The Confederacy's president, Jefferson Davis, defended slavery in a speech in Montgomery, Alabama, on April 29, 1861, arguing that Southern slavery “elevated [African slaves] from brutal savages into docile, intelligent, and civilized agricultural laborers.” He justified the Southern States' decision to secede from the Union as being necessary to insure the continuation of “the labor of African slaves... under the supervision of a superior race” which was “indispensable” to the “wants of civilized man.” Confederate Vice President Alexander Stephens said that slavery was the "cornerstone" of the Confederacy.

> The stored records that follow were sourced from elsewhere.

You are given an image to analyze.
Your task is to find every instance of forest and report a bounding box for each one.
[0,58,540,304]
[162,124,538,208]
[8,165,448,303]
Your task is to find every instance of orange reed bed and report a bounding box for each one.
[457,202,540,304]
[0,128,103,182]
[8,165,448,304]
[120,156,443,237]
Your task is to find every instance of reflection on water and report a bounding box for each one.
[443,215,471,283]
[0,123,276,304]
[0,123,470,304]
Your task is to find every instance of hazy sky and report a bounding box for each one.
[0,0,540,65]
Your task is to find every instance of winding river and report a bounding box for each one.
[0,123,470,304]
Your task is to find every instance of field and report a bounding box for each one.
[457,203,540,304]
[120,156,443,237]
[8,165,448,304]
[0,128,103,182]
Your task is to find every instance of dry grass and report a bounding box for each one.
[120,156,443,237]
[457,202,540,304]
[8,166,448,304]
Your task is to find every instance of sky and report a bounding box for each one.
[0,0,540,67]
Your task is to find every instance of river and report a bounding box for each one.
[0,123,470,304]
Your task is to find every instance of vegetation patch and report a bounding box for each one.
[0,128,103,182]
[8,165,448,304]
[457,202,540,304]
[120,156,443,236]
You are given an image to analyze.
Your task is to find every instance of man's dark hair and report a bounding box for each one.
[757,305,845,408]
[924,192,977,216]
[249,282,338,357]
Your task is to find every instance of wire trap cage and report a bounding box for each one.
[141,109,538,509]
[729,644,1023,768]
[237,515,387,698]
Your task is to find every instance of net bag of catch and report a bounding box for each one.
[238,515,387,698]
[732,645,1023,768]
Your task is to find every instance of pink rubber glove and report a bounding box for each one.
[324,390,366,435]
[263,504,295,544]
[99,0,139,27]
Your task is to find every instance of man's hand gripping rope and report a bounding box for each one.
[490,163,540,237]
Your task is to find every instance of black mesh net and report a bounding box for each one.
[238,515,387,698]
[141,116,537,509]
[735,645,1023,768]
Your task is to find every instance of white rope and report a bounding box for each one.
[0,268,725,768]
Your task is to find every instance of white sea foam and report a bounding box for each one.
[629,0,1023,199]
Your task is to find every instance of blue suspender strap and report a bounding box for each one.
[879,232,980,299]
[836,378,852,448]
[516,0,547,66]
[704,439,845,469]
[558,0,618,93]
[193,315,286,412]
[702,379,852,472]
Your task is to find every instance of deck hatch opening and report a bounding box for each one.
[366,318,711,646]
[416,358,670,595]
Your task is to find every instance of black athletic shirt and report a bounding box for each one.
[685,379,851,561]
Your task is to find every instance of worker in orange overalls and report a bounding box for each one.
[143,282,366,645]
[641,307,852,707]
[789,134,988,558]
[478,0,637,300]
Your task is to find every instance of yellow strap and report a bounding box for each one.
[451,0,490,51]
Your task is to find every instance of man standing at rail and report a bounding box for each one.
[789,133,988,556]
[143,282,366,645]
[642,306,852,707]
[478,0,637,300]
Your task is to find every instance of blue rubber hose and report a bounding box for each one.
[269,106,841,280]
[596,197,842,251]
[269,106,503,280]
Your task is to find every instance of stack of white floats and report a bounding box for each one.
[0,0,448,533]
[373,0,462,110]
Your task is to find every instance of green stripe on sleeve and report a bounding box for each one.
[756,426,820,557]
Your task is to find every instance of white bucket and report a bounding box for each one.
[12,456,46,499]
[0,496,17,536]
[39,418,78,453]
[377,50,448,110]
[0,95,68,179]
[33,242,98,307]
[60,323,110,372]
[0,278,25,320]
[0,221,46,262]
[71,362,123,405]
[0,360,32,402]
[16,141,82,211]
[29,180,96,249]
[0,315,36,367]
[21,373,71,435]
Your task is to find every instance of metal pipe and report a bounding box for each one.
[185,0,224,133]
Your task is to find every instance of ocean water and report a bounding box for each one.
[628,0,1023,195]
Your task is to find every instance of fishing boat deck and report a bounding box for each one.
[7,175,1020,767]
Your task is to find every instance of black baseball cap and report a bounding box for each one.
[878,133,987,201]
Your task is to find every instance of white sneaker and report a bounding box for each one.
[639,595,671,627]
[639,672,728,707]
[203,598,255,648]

The 1860 census counted 462,198 slaves in Georgia, 44 percent of the total population of 1,057,286. There were almost four million slaves in the Confederacy at the onset of the Civil War. The result of the South losing the war was immediate freedom for those millions of human beings. Abraham Lincoln issued the Emancipation Proclamation on September 22, 1862, which freed slaves in any States still in open rebellion on January 1, 1863. That proclamation, by its very terms, actually freed no slaves (because it only applied to States over which the Union had no power), but it did, for the first time in the nation's history, give African slaves cause for hope that freedom was at hand. And on January 13, 1865, Congress enacted the Thirteenth Amendment to the Constitution and sent it to the States for ratification. That amendment prohibited slavery in the United States and any place under their jurisdiction, and it became part of the United States Constitution after ratification on December 6, 1865.

The Southern States' war to preserve slavery caused the greatest slaughter of American troops (Southern and Northern combined) in history- an estimated 624,000 dead. The next highest totals were from World War II, 405,399 deaths, and World War I, 116,516.

The fact that Lee may or may not have personally owned slaves is irrelevant, because he led the army of those who fought to preserve the institution of slavery as lawful in the United States. Those are the facts, and that is the legacy of the Civil War.